None of these islands have had much historical importance, except for the fact that they are located very close to the Northern Sea Route.

==Geography==
The Saint Peter Islands are surrounded by narrow beach ridges and swales. They are located in the Laptev Sea coastal region, off the eastern shores of the Taymyr Peninsula, between Pronchishcheva Bay and Faddey Bay.

- The largest island is Ostrov Petr-Severnyy with a surface of 175 km^{2}. It is located very close to the coast, separated from it by a sound that is only 1.2 km wide in its narrowest point. The latitude of this island is 76° 40' N and its longitude 112° 25' E.
- Ostrov Petr-Yuzhnyy is significantly smaller than its northern neighbor. It is located 9 km to the SW of Ostrov Petr-Severnyy and it is farther offshore. The latitude is 76° 20' N and its longitude 113° 15' E.
- Other lesser islands in the Saint Peter group are Dozhdevoy, Vstrech, Bezymyannyy, Serpovidnyy and Kleshnya.

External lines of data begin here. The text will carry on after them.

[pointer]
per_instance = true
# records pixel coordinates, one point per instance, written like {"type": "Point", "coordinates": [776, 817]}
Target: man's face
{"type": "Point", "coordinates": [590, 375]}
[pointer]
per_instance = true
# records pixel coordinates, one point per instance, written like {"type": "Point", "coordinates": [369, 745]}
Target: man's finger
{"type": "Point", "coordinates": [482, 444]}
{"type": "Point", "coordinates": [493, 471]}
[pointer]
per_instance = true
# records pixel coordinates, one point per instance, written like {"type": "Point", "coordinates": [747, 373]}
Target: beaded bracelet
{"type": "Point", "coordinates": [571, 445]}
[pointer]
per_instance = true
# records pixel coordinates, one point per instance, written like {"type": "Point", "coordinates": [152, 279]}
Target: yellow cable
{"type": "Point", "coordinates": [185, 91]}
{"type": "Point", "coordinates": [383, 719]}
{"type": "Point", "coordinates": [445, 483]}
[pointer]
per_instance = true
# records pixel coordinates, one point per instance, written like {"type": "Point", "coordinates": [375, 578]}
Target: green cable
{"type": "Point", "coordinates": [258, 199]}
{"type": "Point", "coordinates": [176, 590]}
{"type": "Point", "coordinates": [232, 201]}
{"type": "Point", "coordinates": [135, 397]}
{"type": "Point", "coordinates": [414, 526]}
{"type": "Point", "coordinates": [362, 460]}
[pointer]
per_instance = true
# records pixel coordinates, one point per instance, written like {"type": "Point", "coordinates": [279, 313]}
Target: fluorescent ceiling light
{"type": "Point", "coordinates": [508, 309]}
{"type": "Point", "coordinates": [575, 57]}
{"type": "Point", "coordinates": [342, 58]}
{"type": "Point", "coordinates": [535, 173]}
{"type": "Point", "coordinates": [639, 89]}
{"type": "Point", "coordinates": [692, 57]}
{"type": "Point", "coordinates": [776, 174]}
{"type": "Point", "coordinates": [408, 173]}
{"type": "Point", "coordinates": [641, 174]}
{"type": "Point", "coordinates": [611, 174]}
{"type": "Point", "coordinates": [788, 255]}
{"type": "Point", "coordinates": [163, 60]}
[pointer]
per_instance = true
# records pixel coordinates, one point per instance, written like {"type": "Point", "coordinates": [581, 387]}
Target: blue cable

===Other adjacent coastal islands===
- Saint Andrew Island (Остров Андрея; Ostrov Andreia) is an island of similar characteristics lying about 40 km further northwest along the coast. This island, Paul Island (Остров Павла; Ostrov Pavla) and Koshka Island (Остров Кошка; Ostrov Koshka), a neighboring long and narrow coastal island, are sometimes included as part of the same group, the Saint Andrew Islands (Острова Андрея; Ostrova Andreia).
- Vos'mogo Marta Island (Остров Восьмого Марта) is located only 8.5 km to the south of Petr-Yuzhnyy's SW end.
- Psov Island (Остров Псов) is 4 km long and 3 km wide. It lies further down the coast, 43 km from Petr-Yuzhnyy's southeastern point.